Well, it's great to see so many faces curious about a topic like load balancers. I absolutely love it. When it comes to infrastructure, let's be honest, it only gets discussed when things break. No, seriously, it only gets discussed when things break. Raise your hand if you relate to that. Wow, quite a few. Almost everyone. And raise your hand if you have supported customers late at night or during early hours of the day. Okay, I really feel your pain. Let me share a personal story. It's 3:00 a.m. and I get a call from my manager and he goes, "Arjun, we got a problem." He's on my do not disturb exceptional list, a decision I second guess every
time my sleep gets disturbed. He sounds rattled and he tells me, "Arjun, the attacker has found the backend application IP. He has circumvented the entire EDS stack and he's hammering our application. We are under a DOS attack." The call that day taught me a brutal lesson. Your edge is just a theater just like this. If your application allows traffic from everywhere, you can spend half a million dollars on enterprisegrade security. But if the attacker knows your origin IP, it's like buying a really expensive front door for a house which has no back walls. Hi everyone, I'm Arjun and I lead IBM cloud's global load balancer service. In 13 years, I have built and secured this infrastructure which serves
billions of requests each month for our enterprise customers across the globe. In my day-to-day, I work on architectural uh reviews, working with security teams, and ensuring good security controls, threat modeling, and most importantly, preventing infrastructure bypasses. In my third in my 10 years, I have seen load balancers going from simple distribution devices into one of the most security critical component in your enterprise stack. So why are we here? My goal today is to show you four rounds of how these attack look in practice and how we defend against it. Real techniques and real defenses. The format is going to be super simple. We will attack the infrastructure, a demo showcasing the attack, how we defend against it, and a
quick win to follow. Through each round, I'll systematically escalate the attack. In the first round, we will try to find an exposed origin IP through a leak certificate. And by the fourth round, I will circumvent the entire edstack with a simple DNS query. But here's my promise to you all. By Monday, I'll give you a 20 minutes checklist which you can go back, audit, and fix any infrastructure issues you might be making similar to this in your enterprise stack. Which brings us to this paradox. We assume that the edge protects everything downstream. It's a beautiful dream when the request is nicely scrubbed, sanitized, and given a spa treatment, goes through the edge and onto your backends.

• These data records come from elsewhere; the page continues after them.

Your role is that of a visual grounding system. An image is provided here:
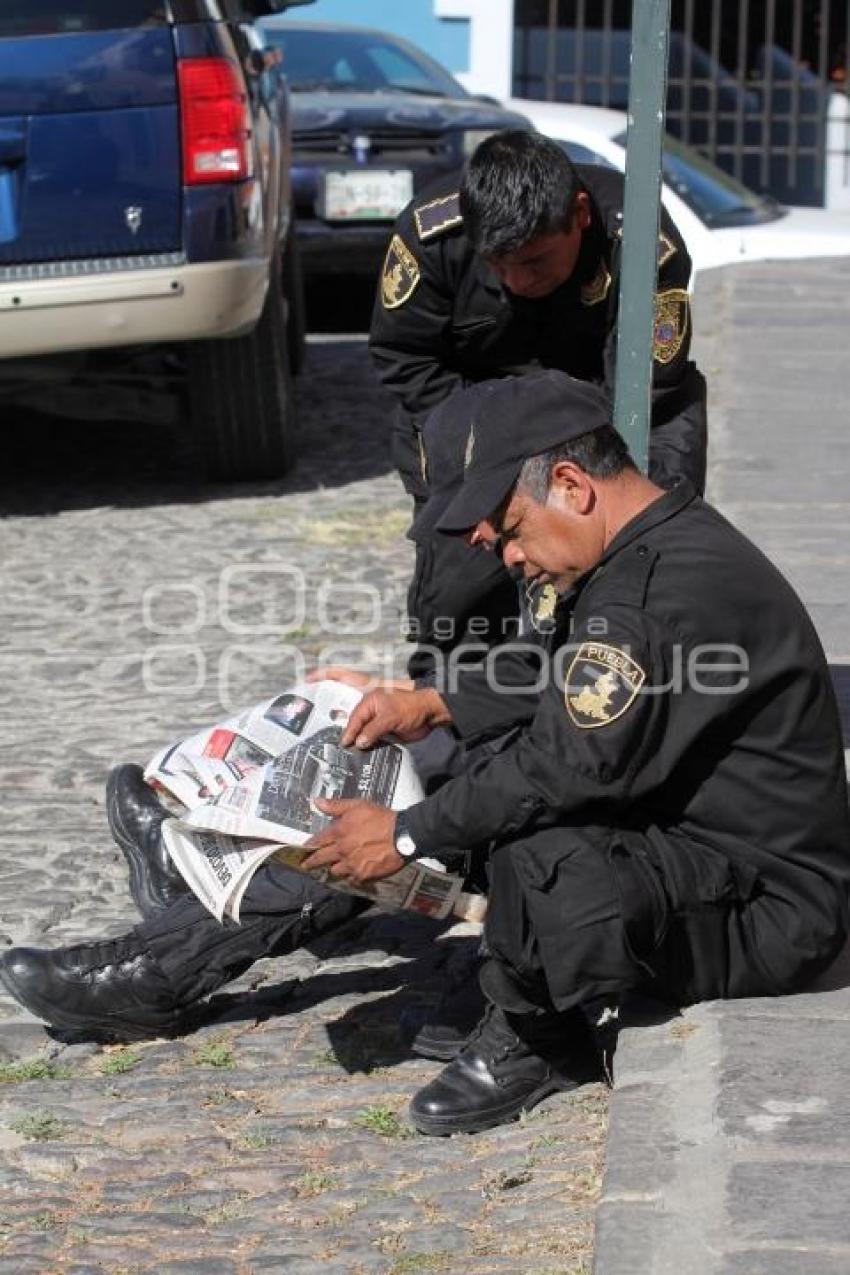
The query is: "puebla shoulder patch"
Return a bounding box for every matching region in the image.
[652,288,689,363]
[413,190,463,240]
[381,235,422,310]
[658,231,675,270]
[565,641,646,731]
[580,261,610,306]
[529,584,558,634]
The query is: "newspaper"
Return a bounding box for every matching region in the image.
[145,681,486,921]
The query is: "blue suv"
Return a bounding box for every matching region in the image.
[0,0,310,479]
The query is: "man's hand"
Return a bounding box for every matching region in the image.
[340,687,451,748]
[301,797,404,885]
[307,664,415,691]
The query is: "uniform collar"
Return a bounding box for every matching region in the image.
[558,478,698,617]
[594,478,697,563]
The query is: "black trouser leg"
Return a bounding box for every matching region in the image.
[649,365,709,495]
[136,863,370,1005]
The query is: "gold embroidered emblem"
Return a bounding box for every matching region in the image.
[381,235,422,310]
[580,261,610,306]
[529,584,558,634]
[464,423,475,470]
[658,231,675,270]
[652,288,691,363]
[565,641,646,731]
[413,191,464,240]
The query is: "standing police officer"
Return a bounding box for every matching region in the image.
[370,131,706,677]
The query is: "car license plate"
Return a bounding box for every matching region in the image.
[322,168,413,222]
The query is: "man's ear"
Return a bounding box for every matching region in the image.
[572,190,591,231]
[549,460,596,514]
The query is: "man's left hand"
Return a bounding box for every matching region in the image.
[301,797,405,885]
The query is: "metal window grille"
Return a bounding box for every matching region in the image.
[514,0,850,204]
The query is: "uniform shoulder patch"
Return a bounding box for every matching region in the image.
[529,584,559,634]
[565,641,646,731]
[381,235,422,310]
[652,288,691,363]
[580,261,610,306]
[658,231,677,270]
[413,190,463,240]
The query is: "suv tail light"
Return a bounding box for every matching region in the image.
[177,57,254,186]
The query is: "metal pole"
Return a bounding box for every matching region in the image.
[614,0,670,472]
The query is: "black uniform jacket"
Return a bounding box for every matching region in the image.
[370,166,703,484]
[408,483,850,947]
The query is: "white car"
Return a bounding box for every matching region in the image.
[506,98,850,274]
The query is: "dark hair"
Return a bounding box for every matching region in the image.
[460,129,581,258]
[516,425,635,505]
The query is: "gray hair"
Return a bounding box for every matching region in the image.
[516,425,635,505]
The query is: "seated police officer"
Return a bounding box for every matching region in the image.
[293,371,850,1133]
[0,385,549,1061]
[370,130,706,677]
[0,371,850,1133]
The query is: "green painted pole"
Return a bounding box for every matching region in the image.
[614,0,670,472]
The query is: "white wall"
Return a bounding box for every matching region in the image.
[433,0,514,97]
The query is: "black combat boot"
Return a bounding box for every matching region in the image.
[0,931,186,1040]
[410,1005,599,1136]
[0,864,370,1040]
[106,765,189,917]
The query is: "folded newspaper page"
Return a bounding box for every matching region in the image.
[145,681,487,921]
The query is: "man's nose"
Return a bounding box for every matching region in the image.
[502,265,529,293]
[502,541,525,566]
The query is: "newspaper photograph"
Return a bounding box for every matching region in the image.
[144,682,361,810]
[145,681,486,921]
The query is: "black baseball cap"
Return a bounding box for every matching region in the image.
[435,368,612,533]
[408,376,516,541]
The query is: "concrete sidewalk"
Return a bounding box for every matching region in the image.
[595,260,850,1275]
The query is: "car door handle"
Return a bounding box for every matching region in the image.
[0,120,27,164]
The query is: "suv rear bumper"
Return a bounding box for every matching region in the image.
[0,258,269,358]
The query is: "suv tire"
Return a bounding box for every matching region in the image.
[187,261,296,482]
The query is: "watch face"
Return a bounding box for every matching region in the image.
[395,831,417,859]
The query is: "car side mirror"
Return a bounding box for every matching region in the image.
[234,0,316,18]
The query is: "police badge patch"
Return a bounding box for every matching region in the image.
[529,584,558,634]
[381,235,422,310]
[658,231,675,270]
[652,288,689,363]
[580,261,610,306]
[565,641,646,731]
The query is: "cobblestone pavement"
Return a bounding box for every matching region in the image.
[0,338,607,1275]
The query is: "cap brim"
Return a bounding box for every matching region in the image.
[437,460,522,533]
[408,483,460,541]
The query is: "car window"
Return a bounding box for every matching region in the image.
[554,138,614,168]
[0,0,167,37]
[614,133,784,227]
[264,24,468,98]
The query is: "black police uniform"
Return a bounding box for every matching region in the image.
[407,483,850,1014]
[370,166,706,677]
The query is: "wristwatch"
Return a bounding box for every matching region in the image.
[393,810,417,859]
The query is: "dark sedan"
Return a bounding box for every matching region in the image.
[257,18,530,277]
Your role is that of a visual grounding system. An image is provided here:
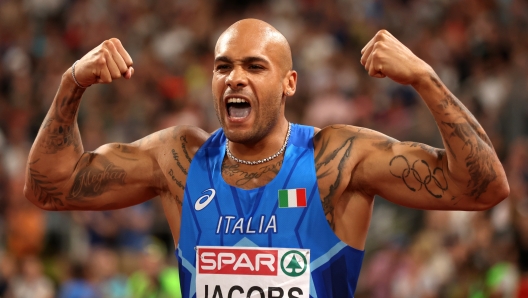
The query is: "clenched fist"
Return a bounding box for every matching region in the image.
[75,38,134,87]
[361,30,432,85]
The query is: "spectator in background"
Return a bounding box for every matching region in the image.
[12,256,55,298]
[128,239,181,298]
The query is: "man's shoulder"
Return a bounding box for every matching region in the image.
[314,124,382,138]
[314,125,396,153]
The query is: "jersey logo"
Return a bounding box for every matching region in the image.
[194,188,216,211]
[280,250,308,277]
[279,188,306,208]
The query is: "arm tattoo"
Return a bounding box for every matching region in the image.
[389,155,448,199]
[315,136,356,229]
[174,195,183,206]
[172,149,187,175]
[180,135,191,163]
[29,166,64,210]
[222,160,283,186]
[169,169,185,190]
[431,76,497,199]
[67,152,126,200]
[40,124,80,154]
[443,122,497,199]
[112,144,138,161]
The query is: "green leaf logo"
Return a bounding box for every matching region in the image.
[281,250,308,277]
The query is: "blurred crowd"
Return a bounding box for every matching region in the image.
[0,0,528,298]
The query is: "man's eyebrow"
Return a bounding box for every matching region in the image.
[215,56,233,63]
[242,56,269,64]
[215,56,270,64]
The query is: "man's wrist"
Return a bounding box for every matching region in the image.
[61,67,86,90]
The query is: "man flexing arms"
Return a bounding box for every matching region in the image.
[24,19,509,297]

But the reality is the origin IPs leak through misconfigured DNS configuration and certificate logs. Look at the dash line at the below. Your load balancer is sitting right there ready to perform worldclass MTLS, but it's only as good as a security guard in an empty lobby while the attacker is already inside the building. The parameter works perfectly as long as the attacker is polite to go through the CDN. Spoilers, they aren't doing that. When the attacker penetrates your infrastructure, the consequences are immense. Let's let the real data from 2025 sink in with a deep breath. But here's a good news. The defenses I'm going to show you cost you literally nothing and they are really easy to
implement. All right, let's get into the first attack which arises from certificate transparency logs. Here's something most teams do not realize. Every time a certificate is issued by Let's Encrypt, Digisert or literally anyone, it gets logged into a public immutable searchable database. And this is by design. Certificate transparency logs were created after a digert and Google incident to provide accountability to all the certificates. And now it has become a nightmare for your backend origin protection. So when your load balancer is configured with that certificate and maybe with a subject authoritative name uh pointing to your main domain and maybe subdomain it's now publicly searchable and that's an attacker's dream. Let's take a look at this diagram
and I'll show you in action.
Okay, let's take a look at a typical enterprise setup. This company has invested heavily. We talking 100k an year in Cloudflare Enterprise. When I curl the main domain, I get exactly what I expect of 403 forbidden. And this is enterprisegrade security in action. Your wolf, DDoS, protection, rate limit, everything you can expect. It's all there. And on the surface, the fortress looks impenetrable. But the attackers just don't knock on the front door. They're looking at CT logs. When we query these logs, we see the main domain which is protected, but we also see the subdomain and that's the crack in the armor. When we query these logs with a simple dig or NS lookup, that
reveals the truth and then the subdomain resolves directly to your load balancer. The IP is completely exposed and there is literally no protection. I'm going to make a direct call to your load balancer right away and I'm going to show you how your 100k investment got wasted right there. When we make a call, it returns a 200. Okay. And with that, the attacker is in. There's literally no CloudFlare headers, no rate limit, no WF, and I have direct unfiltered access to your load balancer. In less than a minute, costing me literally nothing, I completely circumvented the edge.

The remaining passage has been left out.